Before uncorking the champagne on December 31, people in Villars enjoyed the ideal skiing conditions Keystone

Sunny weather and good snow conditions attracted more Swiss to the ski slopes during the all-important Christmas period, partly making up for a drop in foreign tourists.

This content was published on January 11, 2011 - 14:48
swissinfo.ch

The Swiss tourist industry had feared a significant decline in bookings from European holidaymakers due to the strong Swiss franc, which has raised the price of a vacation here by more than ten per cent since last year’s Christmas period.







Tourism is a key industry in Switzerland, ranked fourth in the export sector, generating an annual income of around SFr15 billion ($15.52 billion) for hotels, ski lift companies, restaurants and other service providers.

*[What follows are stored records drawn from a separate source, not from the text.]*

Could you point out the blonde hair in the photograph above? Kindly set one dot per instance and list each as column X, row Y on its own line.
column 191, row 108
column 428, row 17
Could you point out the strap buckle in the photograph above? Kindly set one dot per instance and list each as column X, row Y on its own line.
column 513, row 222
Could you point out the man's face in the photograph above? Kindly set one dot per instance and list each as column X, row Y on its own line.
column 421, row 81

And the importance of tourism is most obvious during the two-week holiday break at the end of the year when Europeans head en masse for the hills– or ski slopes – to enjoy a white Christmas.

But the strength of the franc had the industry worried that Swiss slopes would be too pricey this year, compared with ski packages in neighbouring euro-zone countries, Austria, France and Italy.

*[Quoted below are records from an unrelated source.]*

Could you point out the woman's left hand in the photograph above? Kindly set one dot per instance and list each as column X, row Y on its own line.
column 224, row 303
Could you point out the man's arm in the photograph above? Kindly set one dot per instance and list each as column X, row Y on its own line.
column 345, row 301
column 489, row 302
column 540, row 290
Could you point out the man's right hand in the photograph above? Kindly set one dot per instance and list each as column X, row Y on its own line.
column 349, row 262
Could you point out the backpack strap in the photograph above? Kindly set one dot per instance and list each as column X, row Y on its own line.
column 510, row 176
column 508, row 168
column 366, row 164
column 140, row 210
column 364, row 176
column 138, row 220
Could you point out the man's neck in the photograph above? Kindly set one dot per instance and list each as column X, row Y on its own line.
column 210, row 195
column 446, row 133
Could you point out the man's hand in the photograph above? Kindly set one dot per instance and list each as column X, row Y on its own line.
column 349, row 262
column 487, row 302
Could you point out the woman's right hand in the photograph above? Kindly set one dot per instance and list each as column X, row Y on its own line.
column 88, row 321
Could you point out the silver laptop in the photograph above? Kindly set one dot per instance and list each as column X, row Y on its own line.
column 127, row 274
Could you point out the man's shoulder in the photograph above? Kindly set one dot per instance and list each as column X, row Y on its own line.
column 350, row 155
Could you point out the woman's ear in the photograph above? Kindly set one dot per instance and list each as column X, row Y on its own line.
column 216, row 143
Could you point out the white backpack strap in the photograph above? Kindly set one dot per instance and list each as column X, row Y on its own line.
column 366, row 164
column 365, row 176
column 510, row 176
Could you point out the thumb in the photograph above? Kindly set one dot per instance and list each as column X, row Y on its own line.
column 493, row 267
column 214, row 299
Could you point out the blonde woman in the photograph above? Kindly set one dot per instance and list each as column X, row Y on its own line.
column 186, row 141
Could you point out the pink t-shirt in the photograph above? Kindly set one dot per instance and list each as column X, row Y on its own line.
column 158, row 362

The average occupancy rate at hotels in the resort of Zermatt – with its iconic Matterhorn – was only 75 per cent during the first week of the holiday break.

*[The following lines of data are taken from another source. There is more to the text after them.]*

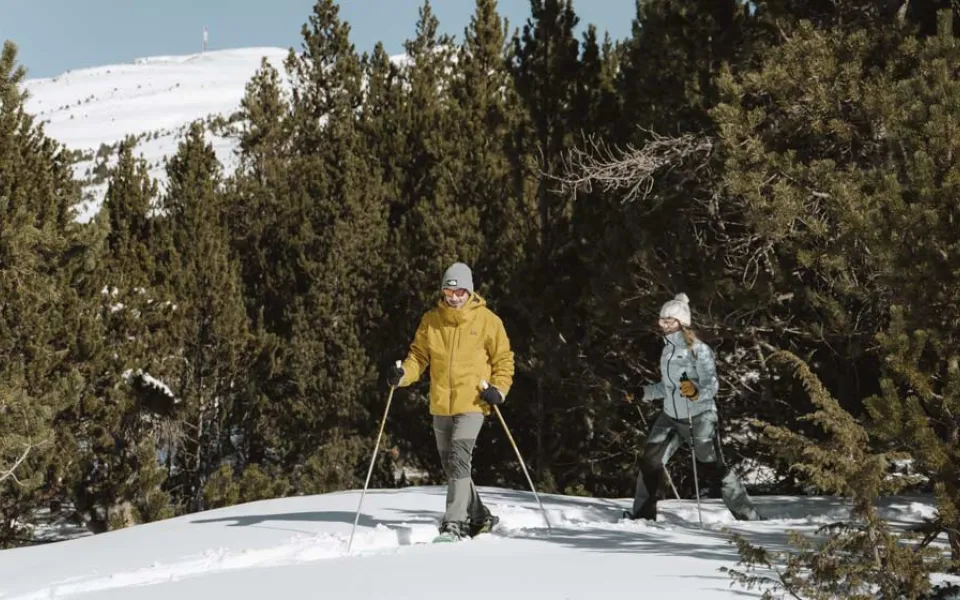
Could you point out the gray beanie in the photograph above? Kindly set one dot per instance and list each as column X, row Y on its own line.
column 458, row 275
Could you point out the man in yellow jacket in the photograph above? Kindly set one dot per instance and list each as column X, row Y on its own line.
column 463, row 343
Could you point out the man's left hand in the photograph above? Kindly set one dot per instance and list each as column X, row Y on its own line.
column 491, row 396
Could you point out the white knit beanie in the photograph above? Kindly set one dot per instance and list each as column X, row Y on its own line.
column 678, row 308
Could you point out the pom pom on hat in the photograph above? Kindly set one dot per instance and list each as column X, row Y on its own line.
column 678, row 308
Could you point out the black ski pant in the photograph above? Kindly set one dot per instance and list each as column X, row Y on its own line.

This was a big drop considering that the figure is usually close to 100 per cent over Christmas, when, according to Zermatt tourism director, Daniel Luggen, there is usually enough demand to fill all beds in the resort “two, three or four times over”.

Christmas chaos

Luggen told swissinfo.ch that Zermatt – like other internationally-popular Swiss resorts – was also affected by the Christmas snowstorms across Europe that shut down many airports and interrupted rail services, leading to hotel cancellations.

However, the snow proved to be a blessing and – combined with sunshine – was the reason the Swiss crowded onto the ski slopes in much larger numbers than last year, not only in Zermatt, but at resorts across the Swiss Alps.

The association representing mountain transport companies said sales of ski passes jumped six per cent compared with last year. The passes were both single- and multi-day, the latter often taken together with a last-minute hotel booking that helped make up for the cancellations, and franc-shy German, Dutch and other European holidaymakers.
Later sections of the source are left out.